The Dodgers won the game, 10-0, after the Athletics won the series opener on Friday night, 6-5. With the Los Angeles payroll at $239M this year and the Oakland payroll at just $62M, it is already a “winning” series for the A’s. Earlier last week, the Athletics also went across the San Francisco Bay and took one of two games against the Giants and their $201M payroll. That’s what anyone likes to see in this crooked sport.

On Friday night, that payroll difference almost cost the Athletics a victory: they entered the ninth inning with a 6-2 lead over the Dodgers, but L.A. superstar Shohei Ohtani hit a 3-run home run against the A’s third-string closer (the top guy is on the disabled list, and Oakland traded away the second-tier guy earlier in the week before the trade deadline). It was dicey there for a moment, but the home team came through.

Again, the A’s are on pace for a 66- or 67-win season, which is a tremendous improvement over their 2023 season. The team has some talent on it to build around for its ramp up to Vegas in 2028, and the organization will continue to do what it has always done, even during the days back in Philadelphia (1901-1954). Even then, the ownership won big, stripped the team down, built it back up, and won big again.

It will be interesting to see how the team does as a vagabond franchise in 2025-2027 … and how that affects the team’s on-field success as it continues to rebuild the roster into a winner. Local A’s fans remember the stretch of years from 1997-2002, when Oakland improved its win total every year and ended up setting an all-time American League record for consecutive victories even after shedding talent and payroll. Fact.

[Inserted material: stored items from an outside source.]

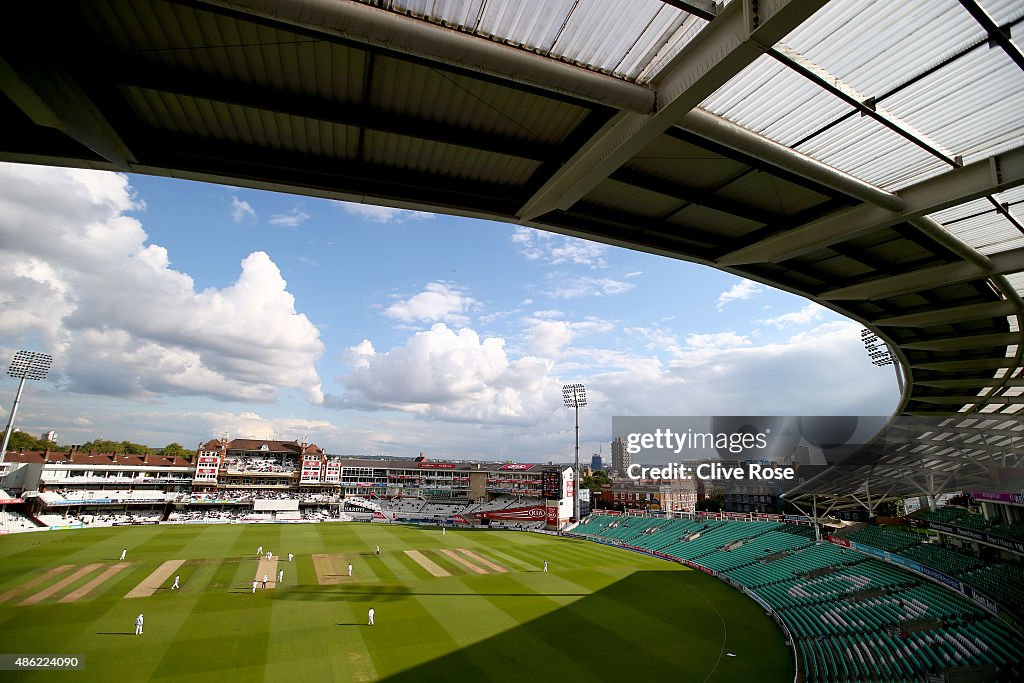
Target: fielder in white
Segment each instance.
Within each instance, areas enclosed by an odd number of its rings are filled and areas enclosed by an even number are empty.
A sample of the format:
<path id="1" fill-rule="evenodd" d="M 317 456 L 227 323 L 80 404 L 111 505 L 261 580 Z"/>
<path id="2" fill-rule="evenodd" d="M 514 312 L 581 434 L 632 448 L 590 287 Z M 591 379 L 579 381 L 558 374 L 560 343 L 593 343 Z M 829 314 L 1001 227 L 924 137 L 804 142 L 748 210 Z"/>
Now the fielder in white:
<path id="1" fill-rule="evenodd" d="M 143 622 L 143 617 L 142 617 L 141 614 L 139 616 L 135 617 L 135 635 L 137 635 L 137 636 L 141 636 L 142 635 L 142 622 Z"/>
<path id="2" fill-rule="evenodd" d="M 256 556 L 259 557 L 262 554 L 263 554 L 263 546 L 260 546 L 259 548 L 256 548 Z"/>
<path id="3" fill-rule="evenodd" d="M 292 558 L 293 558 L 293 557 L 295 557 L 295 556 L 294 556 L 294 555 L 292 555 L 291 553 L 288 553 L 288 561 L 289 561 L 289 562 L 291 562 L 291 561 L 292 561 Z"/>
<path id="4" fill-rule="evenodd" d="M 256 581 L 255 580 L 253 580 L 253 582 L 252 582 L 252 592 L 253 593 L 256 592 Z"/>
<path id="5" fill-rule="evenodd" d="M 124 557 L 127 554 L 128 554 L 128 548 L 125 548 L 124 550 L 121 551 L 121 559 L 124 560 Z"/>
<path id="6" fill-rule="evenodd" d="M 351 562 L 349 562 L 349 564 L 348 564 L 348 575 L 352 576 L 352 563 Z"/>
<path id="7" fill-rule="evenodd" d="M 284 583 L 284 570 L 282 569 L 277 573 L 277 582 Z"/>
<path id="8" fill-rule="evenodd" d="M 175 576 L 175 577 L 174 577 L 174 585 L 173 585 L 173 586 L 171 586 L 171 590 L 172 590 L 172 591 L 176 591 L 176 590 L 178 590 L 179 588 L 181 588 L 181 586 L 179 586 L 179 585 L 178 585 L 178 580 L 179 580 L 180 578 L 181 578 L 180 576 Z"/>
<path id="9" fill-rule="evenodd" d="M 544 571 L 547 571 L 547 570 L 548 570 L 548 563 L 545 561 L 544 562 Z"/>
<path id="10" fill-rule="evenodd" d="M 139 615 L 141 616 L 141 615 Z M 370 608 L 370 626 L 373 626 L 373 608 Z"/>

That is what the organization is looking at now: improving every season going forward and arriving in Vegas with a winner. We see it happening, based on past precedent and current data. Ignorant and uninformed fans can continue to complain about it all, but it’s going to work for the A’s longterm, and true fans should be happy about that. We know MLB didn’t want Oakland in its ranks for the last 30 years, so …

Our watch is ended, again. But we always will keep an eye on the Athletics going forward. It’s in our blood.